The book is divided into six parts, or better termed as “stages”.  “The Call of the Soul” talks about the perspectives that great souls had held towards the mystery of human life, through the words of Dante and through the words of Einstein. It establishes our lost curiosity towards the phenomenon of being alive. The next section hits straight into the bulls’ eye, around what the whole book is really going to be about - “The Phoenix Process”. It talks about the miracle of rising from the ashes, and how we can use our grief and misfortune to turn the table over towards light. We hear of the wisdom that you receive when you let the light enter through the cracks in you, just as Rumi says. Part 3 is of “The Shaman Lover”. It talks about unadulterated, unabashed romantic love. It tells a personal tale, of how instead of staying easy and closed in moral boundaries the author had found herself walking the path of secret passion, and how she found her way back home through it to herself. It talks about how unearthing the dormant sexuality served as a possible doorway to discover the feminine strengths in her. Everything changed in her life, and yet she thanked the process as through it she found herself like never before. Part 4 then comes to “The Children”. How parenting is in itself a spiritual journey full of rise and falls, studded with moments of compulsive self reflection, and how through it comes the most exotic learning of human lives. Part 5 now, suddenly and yet almost in a smooth flow, comes to talk of “Birth and Death”. From the romanticized ideas of poets to the real life realization of death bed stories to the postulate of Interbeing from the school of Buddhism, it opens up a whole new way of how we can possibly train ourselves to look at life through the lenses of beginnings and ends that are both, in their own capacities, stories of plain miracles. The final part of the book culminates into “The River of Change” in which Lesser wraps up the pebbles of wisdom that she had shared throughout the earlier parts, in a way of silent prayer and celebration. We come to terms with ourselves and our own lives, almost, In a way, as she takes us through the quiet roads of acceptance - of life, deaths and changes. AT the end of the book, she offers us a “toolbox” of meditative practices and routines that can help us stay closer to our own souls as we take our individual journeys along the path of life.

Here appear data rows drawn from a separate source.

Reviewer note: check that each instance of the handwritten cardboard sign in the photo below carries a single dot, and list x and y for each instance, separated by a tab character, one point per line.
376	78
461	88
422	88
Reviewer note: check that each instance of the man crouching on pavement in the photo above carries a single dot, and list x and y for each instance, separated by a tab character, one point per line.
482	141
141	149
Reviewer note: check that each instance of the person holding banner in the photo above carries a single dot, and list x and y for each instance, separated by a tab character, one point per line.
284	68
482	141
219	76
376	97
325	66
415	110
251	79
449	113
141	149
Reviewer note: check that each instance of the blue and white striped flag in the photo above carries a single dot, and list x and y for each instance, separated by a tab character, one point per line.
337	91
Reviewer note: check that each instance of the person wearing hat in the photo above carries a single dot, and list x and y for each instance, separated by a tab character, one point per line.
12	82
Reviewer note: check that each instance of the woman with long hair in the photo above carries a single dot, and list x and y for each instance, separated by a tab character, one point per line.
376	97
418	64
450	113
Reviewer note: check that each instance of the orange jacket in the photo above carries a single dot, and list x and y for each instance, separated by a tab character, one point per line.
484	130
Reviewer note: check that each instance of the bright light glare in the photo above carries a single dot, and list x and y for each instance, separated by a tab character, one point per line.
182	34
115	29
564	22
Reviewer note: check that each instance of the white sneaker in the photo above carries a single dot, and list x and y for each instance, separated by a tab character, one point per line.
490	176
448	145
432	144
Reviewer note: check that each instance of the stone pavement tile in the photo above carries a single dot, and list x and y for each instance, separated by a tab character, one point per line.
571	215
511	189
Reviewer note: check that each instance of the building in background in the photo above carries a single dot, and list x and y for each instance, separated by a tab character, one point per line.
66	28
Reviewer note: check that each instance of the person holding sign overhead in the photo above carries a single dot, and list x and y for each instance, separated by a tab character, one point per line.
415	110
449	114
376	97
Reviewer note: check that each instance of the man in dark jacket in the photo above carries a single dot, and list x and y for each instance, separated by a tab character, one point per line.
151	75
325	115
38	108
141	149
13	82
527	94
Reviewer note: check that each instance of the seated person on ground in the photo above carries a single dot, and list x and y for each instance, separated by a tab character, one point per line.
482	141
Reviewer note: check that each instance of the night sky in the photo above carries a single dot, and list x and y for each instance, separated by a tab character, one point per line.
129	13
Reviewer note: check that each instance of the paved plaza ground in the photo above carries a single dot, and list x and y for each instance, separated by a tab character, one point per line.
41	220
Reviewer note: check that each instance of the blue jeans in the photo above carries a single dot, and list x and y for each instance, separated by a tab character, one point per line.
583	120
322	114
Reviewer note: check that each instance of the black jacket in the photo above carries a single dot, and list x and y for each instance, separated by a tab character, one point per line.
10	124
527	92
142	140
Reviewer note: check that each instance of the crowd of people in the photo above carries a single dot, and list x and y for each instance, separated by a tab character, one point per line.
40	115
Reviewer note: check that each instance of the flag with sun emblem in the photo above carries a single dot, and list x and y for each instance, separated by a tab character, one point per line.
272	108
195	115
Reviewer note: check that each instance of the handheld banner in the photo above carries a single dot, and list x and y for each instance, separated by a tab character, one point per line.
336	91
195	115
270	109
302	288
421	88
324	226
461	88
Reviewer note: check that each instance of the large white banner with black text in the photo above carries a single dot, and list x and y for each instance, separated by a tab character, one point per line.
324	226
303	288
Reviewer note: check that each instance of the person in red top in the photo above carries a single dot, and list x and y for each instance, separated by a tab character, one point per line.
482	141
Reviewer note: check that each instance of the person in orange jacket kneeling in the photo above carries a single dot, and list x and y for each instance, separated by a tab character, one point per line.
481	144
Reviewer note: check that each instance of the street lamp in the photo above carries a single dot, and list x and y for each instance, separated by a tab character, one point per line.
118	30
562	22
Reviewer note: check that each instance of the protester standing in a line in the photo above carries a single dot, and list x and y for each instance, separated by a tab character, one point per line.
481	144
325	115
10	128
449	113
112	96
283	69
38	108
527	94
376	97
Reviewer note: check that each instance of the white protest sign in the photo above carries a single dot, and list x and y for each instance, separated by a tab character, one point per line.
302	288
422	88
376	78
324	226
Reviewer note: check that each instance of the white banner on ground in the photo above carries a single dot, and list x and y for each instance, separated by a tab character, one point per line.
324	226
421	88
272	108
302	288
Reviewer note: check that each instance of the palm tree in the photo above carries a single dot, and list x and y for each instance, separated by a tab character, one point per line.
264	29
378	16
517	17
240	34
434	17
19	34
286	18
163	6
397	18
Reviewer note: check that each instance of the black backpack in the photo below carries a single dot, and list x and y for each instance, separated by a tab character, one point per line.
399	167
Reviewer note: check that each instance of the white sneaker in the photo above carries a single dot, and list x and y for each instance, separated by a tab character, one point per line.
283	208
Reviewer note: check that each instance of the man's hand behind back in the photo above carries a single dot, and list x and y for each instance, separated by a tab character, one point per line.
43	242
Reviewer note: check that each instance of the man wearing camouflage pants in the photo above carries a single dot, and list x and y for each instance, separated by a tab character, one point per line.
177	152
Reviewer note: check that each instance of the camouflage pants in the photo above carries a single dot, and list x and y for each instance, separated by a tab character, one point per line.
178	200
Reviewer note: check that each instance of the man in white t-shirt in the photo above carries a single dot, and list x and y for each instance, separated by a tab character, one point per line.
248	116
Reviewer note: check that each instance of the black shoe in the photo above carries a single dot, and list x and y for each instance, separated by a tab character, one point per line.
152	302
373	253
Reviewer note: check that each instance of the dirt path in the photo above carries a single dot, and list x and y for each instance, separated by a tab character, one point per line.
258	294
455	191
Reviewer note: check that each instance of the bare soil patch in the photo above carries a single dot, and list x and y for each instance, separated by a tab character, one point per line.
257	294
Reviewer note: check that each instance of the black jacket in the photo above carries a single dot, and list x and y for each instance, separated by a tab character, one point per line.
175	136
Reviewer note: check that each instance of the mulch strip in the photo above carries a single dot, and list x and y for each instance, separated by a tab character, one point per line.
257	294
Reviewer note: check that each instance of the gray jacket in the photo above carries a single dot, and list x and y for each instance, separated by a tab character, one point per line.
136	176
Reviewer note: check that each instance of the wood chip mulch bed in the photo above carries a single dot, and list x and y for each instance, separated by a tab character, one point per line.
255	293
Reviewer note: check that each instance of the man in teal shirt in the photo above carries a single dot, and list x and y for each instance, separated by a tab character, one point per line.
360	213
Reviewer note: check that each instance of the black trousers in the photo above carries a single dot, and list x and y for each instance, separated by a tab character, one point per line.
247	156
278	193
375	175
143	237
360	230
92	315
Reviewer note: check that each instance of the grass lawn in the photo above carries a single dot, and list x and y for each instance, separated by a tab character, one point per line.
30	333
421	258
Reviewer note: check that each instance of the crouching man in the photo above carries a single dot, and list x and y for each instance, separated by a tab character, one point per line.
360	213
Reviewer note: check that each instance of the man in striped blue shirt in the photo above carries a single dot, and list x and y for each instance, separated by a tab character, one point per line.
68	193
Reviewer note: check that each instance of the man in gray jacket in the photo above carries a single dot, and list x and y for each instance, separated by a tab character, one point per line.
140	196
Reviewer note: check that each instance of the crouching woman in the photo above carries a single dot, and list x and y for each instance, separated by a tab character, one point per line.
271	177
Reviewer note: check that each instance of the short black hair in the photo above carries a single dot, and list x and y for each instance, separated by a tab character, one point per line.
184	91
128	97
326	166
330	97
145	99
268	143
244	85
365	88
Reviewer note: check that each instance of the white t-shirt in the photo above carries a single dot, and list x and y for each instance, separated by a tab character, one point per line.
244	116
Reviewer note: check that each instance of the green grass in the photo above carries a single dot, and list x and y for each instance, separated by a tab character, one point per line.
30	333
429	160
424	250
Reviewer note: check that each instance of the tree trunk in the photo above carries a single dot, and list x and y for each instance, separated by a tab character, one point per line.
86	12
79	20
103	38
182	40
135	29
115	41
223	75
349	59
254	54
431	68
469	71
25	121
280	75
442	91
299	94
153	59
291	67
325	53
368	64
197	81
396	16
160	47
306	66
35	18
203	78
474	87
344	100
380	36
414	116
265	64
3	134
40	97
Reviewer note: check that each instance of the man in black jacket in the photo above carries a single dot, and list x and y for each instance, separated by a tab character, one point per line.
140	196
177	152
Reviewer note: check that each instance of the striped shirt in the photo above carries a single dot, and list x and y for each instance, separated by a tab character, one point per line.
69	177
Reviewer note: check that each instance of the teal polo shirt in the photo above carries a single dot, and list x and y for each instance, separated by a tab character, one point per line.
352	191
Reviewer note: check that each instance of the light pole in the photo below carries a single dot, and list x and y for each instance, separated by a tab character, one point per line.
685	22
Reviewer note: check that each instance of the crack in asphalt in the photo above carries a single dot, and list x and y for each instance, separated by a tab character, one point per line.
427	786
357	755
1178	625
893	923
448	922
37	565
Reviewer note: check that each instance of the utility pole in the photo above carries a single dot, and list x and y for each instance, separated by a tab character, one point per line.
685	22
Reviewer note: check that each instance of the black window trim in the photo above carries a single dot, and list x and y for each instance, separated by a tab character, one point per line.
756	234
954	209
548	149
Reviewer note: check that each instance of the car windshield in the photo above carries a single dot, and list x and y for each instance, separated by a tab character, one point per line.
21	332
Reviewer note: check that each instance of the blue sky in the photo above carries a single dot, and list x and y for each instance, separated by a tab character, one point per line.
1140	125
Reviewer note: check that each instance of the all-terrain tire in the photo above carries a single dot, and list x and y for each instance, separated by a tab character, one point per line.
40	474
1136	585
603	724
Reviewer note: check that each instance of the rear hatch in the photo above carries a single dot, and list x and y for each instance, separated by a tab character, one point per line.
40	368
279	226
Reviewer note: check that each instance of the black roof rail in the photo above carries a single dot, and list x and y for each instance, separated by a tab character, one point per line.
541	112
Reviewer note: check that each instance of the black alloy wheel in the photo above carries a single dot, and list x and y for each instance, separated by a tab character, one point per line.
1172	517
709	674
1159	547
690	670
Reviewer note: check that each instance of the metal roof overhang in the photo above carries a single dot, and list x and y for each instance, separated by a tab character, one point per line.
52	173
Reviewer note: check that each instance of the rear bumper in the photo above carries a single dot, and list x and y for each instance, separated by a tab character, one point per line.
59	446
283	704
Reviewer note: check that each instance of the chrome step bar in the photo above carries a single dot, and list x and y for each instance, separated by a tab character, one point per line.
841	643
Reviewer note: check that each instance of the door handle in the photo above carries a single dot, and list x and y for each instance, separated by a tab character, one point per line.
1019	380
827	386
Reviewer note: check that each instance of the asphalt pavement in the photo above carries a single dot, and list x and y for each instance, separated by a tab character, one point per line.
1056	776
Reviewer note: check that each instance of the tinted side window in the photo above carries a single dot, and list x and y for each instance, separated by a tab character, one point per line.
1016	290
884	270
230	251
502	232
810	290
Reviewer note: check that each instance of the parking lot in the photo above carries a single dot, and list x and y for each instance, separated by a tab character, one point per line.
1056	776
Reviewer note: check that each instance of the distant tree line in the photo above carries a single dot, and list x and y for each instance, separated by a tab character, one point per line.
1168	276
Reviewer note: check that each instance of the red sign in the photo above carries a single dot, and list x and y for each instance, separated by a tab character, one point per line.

Coming to the craft, “Broken Open” is written in a rather lucid style, and the narration style makes it possible for the reader to step jump up or down the line. And yet, I would not call it a very easy read, as it is likely to make you stop and ponder several times on its way. The way it hits you quietly and yet hard in your own way of looking at life is something that will stay with you long after you have turned to its last page. More, you may want to come back to it as well, as I did several times over.

There are books. And then, there are bibles. For me, this one has become a Bible. Now as I look back, I can only say that this book had happened to me before I knew I needed it. It had stayed with me for over a decade, coming out from the last rack back row of my book case right next to my bedside and going back to its place, in turns and over and over, based on how much I needed it when it was time to be reminded of the right way of looking at things; to take it easy, and to take it deeply. I have had numerous nights of falling asleep with the book on me, just holding it just so that I know through my sleep that I have a friend in it along my journey.

“Broken Open” by Elizabeth Lesser has remained a faithful constant in my life, and you too may want to give it a chance someday too.